Farming News - One-tenth of the world's wilderness lost in 20 years

One-tenth of the world's wilderness lost in 20 years


Research from Australia has shown a catastrophic decline in global wilderness areas over the past 20 years.

The research, led by James Watson of the Wildlife Conservation Society and the University of Queensland, showed that since the 1990s, one-tenth of all global wilderness - an areas twice the size of Alaska - has vanished. The Amazon and Central Africa have been hardest hit.

The researchers said their findings underscore an urgent need for international policies to recognise the value of wilderness and to address unprecedented threats to it.

Professor William Laurance from James Cook University, Queensland, who worked on the research team, said, ”Environmental policies are failing the world's vanishing wildernesses. Despite being strongholds for imperiled biodiversity, regulating local climates, and sustaining many indigenous communities, wilderness areas are vanishing before our eyes."

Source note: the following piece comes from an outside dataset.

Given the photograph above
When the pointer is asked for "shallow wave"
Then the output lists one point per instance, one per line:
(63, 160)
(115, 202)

Prof Laurence’s research team mapped biologically and ecologically intact landscapes free of any significant human disturbance around the globe. The researchers then compared their current map of the wilderness to one produced by the same means in the early 1990s.

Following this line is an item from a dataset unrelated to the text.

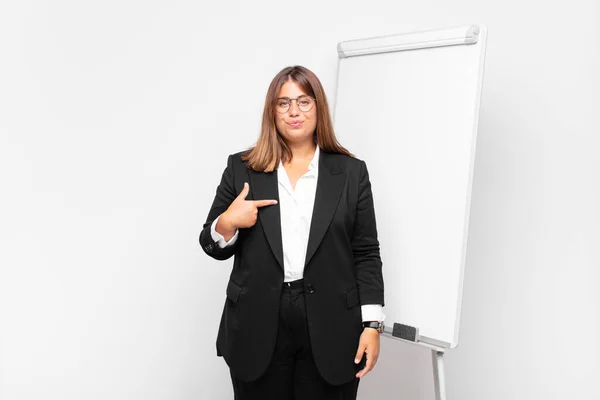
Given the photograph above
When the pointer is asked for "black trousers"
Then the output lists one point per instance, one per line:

Their updated map shows that 30 million square kilometres (23 percent of the world's land area) still survives as wilderness, with the majority being located in North America, North Asia, North Africa and Australia. However, an estimated 3.3 million square kilometres of wilderness area has been destroyed in the past 20 years. Losses have been greatest in South America, which suffered a 30 percent loss of its wilderness, and Africa, which experienced a 14 percent loss.

"The amount of wilderness lost in just two decades is both staggering and saddening. International policies are urgently needed to maintain surviving wilderness before it's too late. We probably have just one or two decades to turn this crisis around," said Professor Laurance. "Once a wilderness is lost, it almost never comes back. The only option is to proactively protect the wilderness we have left.”

Wild areas support biodiversity, with species that are at risk from human incursion into their habitats and land use change still holding on in these areas, as well as crop wild relatives that could hold the keys to disease resistance and climate change adaption in domesticated crop plants. On top of this, wild areas like the Amazon Rainforest - referred to as the lungs of the planet - have a huge role to play in regulating climate change. Prof. Laurance said the United Nations and other international bodies have ignored globally significant wilderness areas in key multilateral environmental agreements, and that has to change as a matter of urgency.